High performance, industry standard compression algorithm
40% faster backup compression versus Oracle Database 10g
Suitable for fast, incremental daily backups
Reduces network usage
Data Guard Network Compression
Compression of redo traffic over the network during redo gap resolution
Improves redo transport performance
Gap resolution is up to 2x faster

15. Summary
Advanced Compression Option contains comprehensive data compression capabilities for all types of data
Structured, Unstructured, Backup, Network Transport
Reduces storage consumption by 2 to 3 times
Improves read performance
Enhances memory, buffer cache utilization
Complete application transparency
Benefits diverse application workloads
So, to sum it up, as we have seen Advanced Compression Option in Oracle Database 11g contains a compelling set of compression technologies to help customers deal with data volume explosion in a cost effective manner without compromising application performance.

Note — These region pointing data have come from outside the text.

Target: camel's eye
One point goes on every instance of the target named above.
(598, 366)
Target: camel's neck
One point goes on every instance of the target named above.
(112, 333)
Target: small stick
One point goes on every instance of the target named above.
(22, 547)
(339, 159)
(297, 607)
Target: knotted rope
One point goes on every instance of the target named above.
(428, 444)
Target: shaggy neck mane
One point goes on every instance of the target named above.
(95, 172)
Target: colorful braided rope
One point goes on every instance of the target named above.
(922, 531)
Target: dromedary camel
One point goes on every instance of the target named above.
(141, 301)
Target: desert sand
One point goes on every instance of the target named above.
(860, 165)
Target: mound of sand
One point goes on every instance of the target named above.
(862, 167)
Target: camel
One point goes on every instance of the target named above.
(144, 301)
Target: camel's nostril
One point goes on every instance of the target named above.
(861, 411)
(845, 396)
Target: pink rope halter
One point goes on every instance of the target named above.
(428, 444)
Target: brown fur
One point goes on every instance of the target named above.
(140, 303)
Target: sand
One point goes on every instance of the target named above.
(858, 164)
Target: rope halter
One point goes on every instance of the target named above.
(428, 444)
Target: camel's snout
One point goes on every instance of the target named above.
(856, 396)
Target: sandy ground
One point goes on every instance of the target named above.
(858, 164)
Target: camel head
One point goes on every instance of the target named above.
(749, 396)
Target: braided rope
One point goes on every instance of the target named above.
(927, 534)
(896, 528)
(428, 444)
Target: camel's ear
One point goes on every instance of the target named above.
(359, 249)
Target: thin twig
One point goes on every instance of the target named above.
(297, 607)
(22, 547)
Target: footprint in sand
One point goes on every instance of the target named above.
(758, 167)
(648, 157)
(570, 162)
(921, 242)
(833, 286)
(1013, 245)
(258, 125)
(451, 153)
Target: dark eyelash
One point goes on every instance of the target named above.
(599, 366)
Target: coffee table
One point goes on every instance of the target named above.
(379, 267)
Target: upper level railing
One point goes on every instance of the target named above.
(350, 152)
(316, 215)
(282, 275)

Our compression technologies not only reduce disk space requirements, they improve application performance, enhance memory and network efficiency and can be used with any application out of the box. We are very excited about this technology and truly hope that this offering will help customers manage their large volume of data in the most cost effective manner.